Only a mass workers’ political party with a socialist programme can be committed to the nationalization of the key sectors of our economy and responsible enough to put our collective wealth in the service of all, a party that will decide on its investment not on the basis of profit, but for the good of the overwhelming majority. It is only such a party that can actually lift the working class and the poor from the current sorry state that the inept and ruinous ruling class has sunk us all in. But such a mass party cannot come into being on the basis of mere proclamations as the sects thought; such a Party will only evolve on the basis of the life and death struggle between and within the oppressors and the oppressed class. The only revolutionary class in a bourgeois society like Nigeria remains the working class, and the fact that they are currently under reformist and compromising leadership does not in any way negate this fact.

Fortunately, the working class had built its fighting organizations even before Nigeria was proclaimed in 1914. The Nigerian working class has built its Unions, the NLC and TUC, with almost 10 million workers organized within them and enormous resources under their control. With these human and material resources under its control, the Nigerian working class is capable enough of building a mass party that could immediately become a force and commence the process of overthrowing these inept and useless ruling elite.

Since 2002, the NLC had already registered a party now known as the Labour Party, but unfortunately, the leadership of the Unions handed over this party to a much more useless section of the bourgeoisie. The Party has been bastardised, insulted and rendered unattractive to the generality of Nigerian workers. It is precisely this sorry state of the Labour Party that makes some on the Left; some who even shamelessly call themselves “Marxists”, to conclude that the Nigerian working class is incapable of reclaiming the party from the bourgeois intruders. If the working class has no capacity to reclaim its party, where will it derive the capacity to reclaim society from the bourgeoisie? Which is more complicated and more tasking, reclaiming the party or reclaiming the whole of Society?

We are obviously in a pre-revolutionary situation here in Nigeria, the wind is blowing the top of the trees; but it will not stop at the top of the trees, the shoots and even the roots will be touched. The mass organization of the working class will also be affected, one way or the other, by this wind of pre-revolution.
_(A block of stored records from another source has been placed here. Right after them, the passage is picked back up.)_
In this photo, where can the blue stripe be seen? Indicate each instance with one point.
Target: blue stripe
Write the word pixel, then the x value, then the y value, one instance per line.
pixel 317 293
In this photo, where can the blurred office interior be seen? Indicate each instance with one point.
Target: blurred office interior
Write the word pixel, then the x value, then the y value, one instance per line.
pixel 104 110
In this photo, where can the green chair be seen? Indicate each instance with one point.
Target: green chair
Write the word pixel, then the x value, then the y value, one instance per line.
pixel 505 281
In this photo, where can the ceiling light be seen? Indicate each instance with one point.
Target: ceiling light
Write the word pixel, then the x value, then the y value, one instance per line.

We are currently witnessing a major split between the Labour wing of the Labour party and the outright bourgeois wing. The Trade Union Leadership has publicly come out to dissociate itself from the coming convention of the Party called by right-wing leadership of the party, coming up on the 16th October, 2014 in Akure. The Labour leadership in a press conference of 10th October, 2014 called on the workers and working class activists in the Party to boycott the convention and await a new date for the proper party convention. This is an open declaration of battle against the bourgeois wing of the party who called the 16th October convention.

The Campaign for a Workers’ Alternative (CWA), the Nigerian section of the IMT, has fully thrown itself into this battle; we align with the Trade Unions in this historic fight for the soul of the Labour Party against the bourgeois invaders. We are mobilizing all our human and material resources in support of this struggle and we passionately call on workers and youth who are equally tired of this blood-sucking capitalist system and who rightly see through the fact that the APC is not in any way a genuine replacement for the PDP, to join us in this historic battle to free Nigeria from the chains of capitalism as a pre-condition to free the whole of Africa and the whole of humanity from this crisis-ridden and extremely barbaric capitalist system.